Em documento, Forças Armadas admitem pela primeira vez tortura e mortes durante ditadura

Ofício encaminhado à Comissão da Verdade diz que Estado foi responsável por ‘morte e desaparecimento de pessoas

POR EVANDRO ÉBOLI

BRASÍLIA — Em ofício encaminhado nesta sexta-feira à Comissão Nacional da Verdade (CNV), as Forças Armadas reconheceram pela primeira vez a ocorrência de desaparecimentos e mortes durante a ditadura militar. O ministro da Defesa, Celso Amorim, no documento, afirma que o ordenamento jurídico reconheceu a responsabilidade do Estado “pela morte e desaparecimento de pessoas durante o regime militar, bem como pelos atos de exceção praticados no período de 18 de setembro de 1946 a 05 de outubro de 1988”. O ordenamento jurídico a que Amorim se refere trata-se da criação da Comissão de Mortos e Desaparecidos Políticos, que admitiu a culpa do Estado e indenizou familiares de vítimas do regime, e também da Comissão de Anistia, que, até hoje, julga perseguições políticas ocorridas naquela época.

CONFIRA A ÍNTEGRA DO OFÍCIO

“Nesta perspectiva, o Estado Brasileiro, do qual este Ministério faz parte, por meio das autoridades legalmente instituídas para esse fim, já reconheceu a existência das lamentáveis violações de direitos humanos ocorridas no passado e assumiu sua responsabilidade pelo cometimento desses atos”, diz o ofício.

 

No texto, os três comandantes militares também se manifestaram. Exército e Aeronáutica afirmam que não é pertinente a essas forças se manifestar sobre as decisões do Estado brasileiros, se referindo ao reconhecimento de mortes e torturas.

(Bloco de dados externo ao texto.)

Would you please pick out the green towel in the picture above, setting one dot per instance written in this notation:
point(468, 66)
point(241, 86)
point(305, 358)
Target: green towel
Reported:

A Marinha, por sua vez, diz que não foram encontrados indícios que permitam confirmar ou negar a ocorrência das violações. Amorim diz que os militares não negam ocorrência desses fatos.

“O Ministério da Defesa, como parte integrante do Estado Brasileiro, compartilha do reconhecimento da responsabilidade estatal pela ocorrência de graves violações de direitos humanos praticadas no período de 18 de setembro de 1946 a 05 de outubro de 1988. Nesse sentido, observo que as conclusões dos oficios dos Comandos Militares não se contrapõem a esse reconhecimento”, afirma Amorim, que conclui afirmando que as Forças Armadas têm colaborado com a Comissão da Verdade.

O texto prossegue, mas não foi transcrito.